How do you gather information today? For example, a sales report? You do it with forms. But the customers told us that classic form technology was too hard to use or too rigid. If you use form technologies today, you may have a few fields like name or address. Then you have two or three lines where you can put your customers. If by accident you have more than three customers, then you need to use another piece of paper. Forms do not grow. You do not have spell checking, you cannot add an image. The form is very static; it looks like paper and you can't add or remove anything.

So the customers said forms are too rigid and customers really love documents, like those created by a word processor. But document technology does not have the validation functionality that you have in a form. What we did is we went and created a new kind of product. InfoPath is a hybrid product that takes the best of documents and the best of forms technology. Think about a form that is growing, a hierarchy of fields inside of fields inside of fields.

You really need to think of InfoPath as a sophisticated XML authoring tool which follows a customer-defined schema. When those rules are followed, it creates a valid document. The whole thing was to create a user interface that follows the schema and lets you only create a document which is valid to the schema.

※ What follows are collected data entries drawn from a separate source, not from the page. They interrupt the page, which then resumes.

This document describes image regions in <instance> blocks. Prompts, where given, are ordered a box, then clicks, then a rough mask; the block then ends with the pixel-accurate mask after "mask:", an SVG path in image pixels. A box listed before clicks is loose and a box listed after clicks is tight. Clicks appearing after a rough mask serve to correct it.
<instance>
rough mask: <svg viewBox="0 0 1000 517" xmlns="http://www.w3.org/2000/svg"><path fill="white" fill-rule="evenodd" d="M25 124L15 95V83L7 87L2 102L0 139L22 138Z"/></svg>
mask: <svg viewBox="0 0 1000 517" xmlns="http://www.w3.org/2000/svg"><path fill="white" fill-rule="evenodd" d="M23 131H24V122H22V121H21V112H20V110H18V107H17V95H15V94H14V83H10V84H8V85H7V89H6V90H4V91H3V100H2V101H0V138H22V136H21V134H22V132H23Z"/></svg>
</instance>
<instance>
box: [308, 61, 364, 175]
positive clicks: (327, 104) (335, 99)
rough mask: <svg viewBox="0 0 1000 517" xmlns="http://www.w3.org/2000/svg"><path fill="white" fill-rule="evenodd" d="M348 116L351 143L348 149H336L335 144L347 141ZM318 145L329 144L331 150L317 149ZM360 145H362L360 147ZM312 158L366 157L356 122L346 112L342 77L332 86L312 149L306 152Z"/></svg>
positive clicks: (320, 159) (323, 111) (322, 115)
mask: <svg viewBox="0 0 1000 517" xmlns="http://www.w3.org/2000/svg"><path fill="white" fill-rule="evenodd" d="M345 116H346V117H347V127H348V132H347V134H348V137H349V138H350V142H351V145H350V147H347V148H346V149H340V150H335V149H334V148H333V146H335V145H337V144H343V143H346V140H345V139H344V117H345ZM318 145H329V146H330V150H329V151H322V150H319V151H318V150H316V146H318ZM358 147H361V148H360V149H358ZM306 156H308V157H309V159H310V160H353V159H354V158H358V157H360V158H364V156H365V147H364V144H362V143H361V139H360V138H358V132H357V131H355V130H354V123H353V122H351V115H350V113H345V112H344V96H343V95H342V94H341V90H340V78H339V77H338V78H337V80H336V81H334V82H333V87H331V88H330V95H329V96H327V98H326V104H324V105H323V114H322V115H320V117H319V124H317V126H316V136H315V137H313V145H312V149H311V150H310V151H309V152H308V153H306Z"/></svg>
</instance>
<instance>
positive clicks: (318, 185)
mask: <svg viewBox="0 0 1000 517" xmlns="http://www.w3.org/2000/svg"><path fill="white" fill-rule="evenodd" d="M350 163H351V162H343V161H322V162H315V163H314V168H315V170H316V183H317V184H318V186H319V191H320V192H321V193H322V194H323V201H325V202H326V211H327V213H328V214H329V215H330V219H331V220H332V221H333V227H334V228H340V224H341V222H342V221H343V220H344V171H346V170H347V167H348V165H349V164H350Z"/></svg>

We really wanted to put the XML authoring in the hands of the end user, the mass market. The user interface is in terms of menus and clicks and is very familiar to the end user, while still following the schema. The end user just knows that he is clicking on a few things and sees a form being created.

Q: How do you design a "docuform" with InfoPath?

The way it works is you define your own schema by creating an XSD file [for instance, with Visual Studio .NET 2003] or connecting to an XML Web Service. Then, with InfoPath, you open the schema in design mode and with a drag-and-drop the user decides how he wants to design the actual form. InfoPath then generates an XSLT file, which basically transforms the XML. We ship 25 sample forms, or the user can also start from an empty form with drag and drop controls and we create the schema for him. It's really about business processes, both organizational business processes like human resources, sales data and inventory, and work group business processes like status reports, sales data collection and procurement.